735- Studies in African-American Literature, W 1830
S. Ferguson
Charles W. Chesnutt's "Future American" Critical "Race" Theory
This is an intensive interdisciplinary study of Charles W. Chesnutt's attempts to turn British naturalist Charles Darwin's evolutionary biology theory into novelistic art (literary Darwinism), arguing that the only cure for American racism is miscegenation and passing for white. The course explores this author's myriad attempts to test his theory primarily in the much-examined The House behind the Cedars (1900), and the largely neglected posthumously published archival novels Mandy Oxendine (1997), The Quarry (1999), and Paul Marchand, F. M. C. (1999). The class will read his "whiteness novels" A Business Career (2005) and Evelyn's Husband (2005), which also set the chronological stage for this writer's lifelong contention that diversifying the genes of whites through interracial marriage--arguably the dominant theme of Chesnutt's texts--will ease racial strife in the United States of America and elsewhere. Students will present one oral report, write short position papers on selected course readings and an original course essay of no less than 15 pages.
778 - Directed Reading
778-01. R. Langenfeld
778-02. R. Langenfeld
Pr. admission to the Ph.D. program, 24 hours of course work beyond the M.A., and the permission of Director of Graduate Studies.
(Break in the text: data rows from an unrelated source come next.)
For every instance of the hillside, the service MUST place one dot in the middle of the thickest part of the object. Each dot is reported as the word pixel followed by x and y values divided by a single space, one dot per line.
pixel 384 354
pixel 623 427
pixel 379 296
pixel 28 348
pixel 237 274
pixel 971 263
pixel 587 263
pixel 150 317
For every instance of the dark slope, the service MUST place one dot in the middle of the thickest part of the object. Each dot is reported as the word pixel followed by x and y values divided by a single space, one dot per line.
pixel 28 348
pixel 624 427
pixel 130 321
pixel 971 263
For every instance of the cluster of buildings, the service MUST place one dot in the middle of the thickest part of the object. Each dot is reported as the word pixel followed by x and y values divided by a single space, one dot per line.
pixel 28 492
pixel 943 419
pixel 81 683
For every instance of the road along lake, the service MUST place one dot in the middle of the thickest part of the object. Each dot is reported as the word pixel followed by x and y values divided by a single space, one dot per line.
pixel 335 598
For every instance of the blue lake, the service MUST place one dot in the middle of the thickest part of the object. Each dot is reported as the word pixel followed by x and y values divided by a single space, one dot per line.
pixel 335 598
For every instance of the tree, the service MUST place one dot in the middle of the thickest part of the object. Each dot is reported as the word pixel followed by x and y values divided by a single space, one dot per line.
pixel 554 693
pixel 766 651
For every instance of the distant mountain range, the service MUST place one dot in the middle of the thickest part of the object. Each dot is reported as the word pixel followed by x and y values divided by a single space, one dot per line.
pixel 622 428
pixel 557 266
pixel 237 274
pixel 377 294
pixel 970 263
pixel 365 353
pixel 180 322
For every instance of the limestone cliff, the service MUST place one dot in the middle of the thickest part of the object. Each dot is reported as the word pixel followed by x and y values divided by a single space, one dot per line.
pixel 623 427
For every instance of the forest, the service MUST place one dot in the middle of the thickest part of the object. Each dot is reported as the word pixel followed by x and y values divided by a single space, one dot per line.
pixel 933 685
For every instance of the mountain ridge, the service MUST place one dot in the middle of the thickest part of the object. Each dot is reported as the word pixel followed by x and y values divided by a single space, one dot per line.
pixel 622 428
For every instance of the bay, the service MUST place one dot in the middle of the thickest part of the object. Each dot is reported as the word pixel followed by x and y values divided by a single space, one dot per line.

Individual conferences. Program of reading formulated to meet the varying needs of each student.
780 - Independent Doctoral Study
780-01. R. Langenfeld
780-02. R. Langenfeld
Pr. 36 hours of Ph.D. course work and the permission of Director of Graduate Studies.
Intensive review of literature and criticism in a given field in preparation for preliminary examination or dissertation. May be repeated for up to six hours credit.